I was reading Eleanor Catton's (2013) Mann Booker winning novel, The Luminaries, late into the night and then into the early morning. The summary penultimate chapter in Part I recounts the twists and turns of the complex plot and its protagonists.
I had begun to have doubts about the dresses Anna Wetherell appears to have acquired as salvage from ships wrecked on the treacherous bar to Hokitika harbour, the 1865 gold rush town on New Zealand's South Island west coast in which the novel is set.
These five dresses contain a fortune (£4,000) of gold sown into the seams. It already seemed unlikely that a man or woman could carry around a load of gold in their clothes without knowing it. It is heavy and dense stuff after all. Then I got to wondering how much gold £4,000 would have bought in 1865.
I got out of bed and turned on the computer. It was 5 am.

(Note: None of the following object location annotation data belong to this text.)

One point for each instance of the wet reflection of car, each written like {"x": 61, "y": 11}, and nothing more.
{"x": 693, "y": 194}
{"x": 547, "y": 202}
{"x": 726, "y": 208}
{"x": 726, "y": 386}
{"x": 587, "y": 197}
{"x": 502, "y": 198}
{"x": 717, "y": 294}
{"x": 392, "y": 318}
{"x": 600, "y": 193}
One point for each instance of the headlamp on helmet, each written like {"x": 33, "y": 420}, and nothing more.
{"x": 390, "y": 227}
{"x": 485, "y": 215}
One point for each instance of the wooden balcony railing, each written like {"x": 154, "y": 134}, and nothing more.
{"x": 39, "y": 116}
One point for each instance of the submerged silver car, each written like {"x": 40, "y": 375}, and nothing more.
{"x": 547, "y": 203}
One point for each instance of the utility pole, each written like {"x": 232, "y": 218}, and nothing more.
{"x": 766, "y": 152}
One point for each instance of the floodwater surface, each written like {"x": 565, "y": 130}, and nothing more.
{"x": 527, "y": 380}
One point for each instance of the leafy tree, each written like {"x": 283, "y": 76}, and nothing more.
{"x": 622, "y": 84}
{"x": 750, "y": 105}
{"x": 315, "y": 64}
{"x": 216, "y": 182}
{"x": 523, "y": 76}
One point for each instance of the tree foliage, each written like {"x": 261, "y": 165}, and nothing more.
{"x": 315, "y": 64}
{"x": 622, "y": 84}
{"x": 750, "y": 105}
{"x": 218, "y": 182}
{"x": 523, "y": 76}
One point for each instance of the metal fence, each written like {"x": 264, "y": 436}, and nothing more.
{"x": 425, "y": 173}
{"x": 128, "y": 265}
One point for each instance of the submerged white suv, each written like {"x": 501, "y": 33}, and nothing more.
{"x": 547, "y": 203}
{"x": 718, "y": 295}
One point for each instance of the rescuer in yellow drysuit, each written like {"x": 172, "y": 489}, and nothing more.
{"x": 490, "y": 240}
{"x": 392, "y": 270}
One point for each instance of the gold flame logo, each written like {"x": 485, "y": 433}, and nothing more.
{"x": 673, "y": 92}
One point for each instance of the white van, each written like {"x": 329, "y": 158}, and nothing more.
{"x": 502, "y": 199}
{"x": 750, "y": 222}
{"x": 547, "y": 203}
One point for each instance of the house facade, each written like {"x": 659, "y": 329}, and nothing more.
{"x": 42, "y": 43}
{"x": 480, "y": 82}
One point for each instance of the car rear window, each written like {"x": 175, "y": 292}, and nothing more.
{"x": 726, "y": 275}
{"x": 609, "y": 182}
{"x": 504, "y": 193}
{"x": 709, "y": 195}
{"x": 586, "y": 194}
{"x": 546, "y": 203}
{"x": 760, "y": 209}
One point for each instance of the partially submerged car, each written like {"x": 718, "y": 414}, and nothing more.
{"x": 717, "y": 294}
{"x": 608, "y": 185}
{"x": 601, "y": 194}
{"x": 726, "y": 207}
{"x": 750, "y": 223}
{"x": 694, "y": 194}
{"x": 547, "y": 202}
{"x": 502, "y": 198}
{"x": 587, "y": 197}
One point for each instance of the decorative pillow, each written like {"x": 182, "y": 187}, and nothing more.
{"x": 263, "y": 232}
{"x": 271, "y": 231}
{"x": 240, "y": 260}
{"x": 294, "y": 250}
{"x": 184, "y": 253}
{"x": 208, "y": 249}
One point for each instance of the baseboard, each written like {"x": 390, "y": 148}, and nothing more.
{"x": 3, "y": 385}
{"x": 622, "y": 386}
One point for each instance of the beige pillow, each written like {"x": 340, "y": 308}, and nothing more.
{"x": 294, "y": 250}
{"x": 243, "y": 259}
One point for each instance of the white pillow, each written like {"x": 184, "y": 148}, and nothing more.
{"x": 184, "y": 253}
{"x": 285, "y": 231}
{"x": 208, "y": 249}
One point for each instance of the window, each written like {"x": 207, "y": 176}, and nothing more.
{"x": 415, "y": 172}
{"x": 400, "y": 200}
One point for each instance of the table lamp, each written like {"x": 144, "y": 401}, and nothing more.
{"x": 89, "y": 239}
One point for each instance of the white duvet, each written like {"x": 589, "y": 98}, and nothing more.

I first found a list of historical gold prices at US$ prices per Troy ounce. I then looked for historical £/$ exchange rates but could not find them. But I came across a National Archives spending power converter. £4,000 in 1870 comes out at a value of £182,000 in 2005 (the setting on the NA converter). Using a 2005 gold price and a current £ to $ exchange rate that original £4,000 might have purchased (give or take) 689 Troy ounces or 47lbs 4oz of gold in 1865.
That is an awful lot of gold.
Dividing that by the five dresses gives a weight of gold per dress of over 9lbs (4kg).
Walter Moody, the character doing the summarising in the novel in his head, asks about Wetherell,
'Was total ignorance really possible? As an opium eater, perhaps she had not noticed the added weight as a sober woman might.' (p.344-5)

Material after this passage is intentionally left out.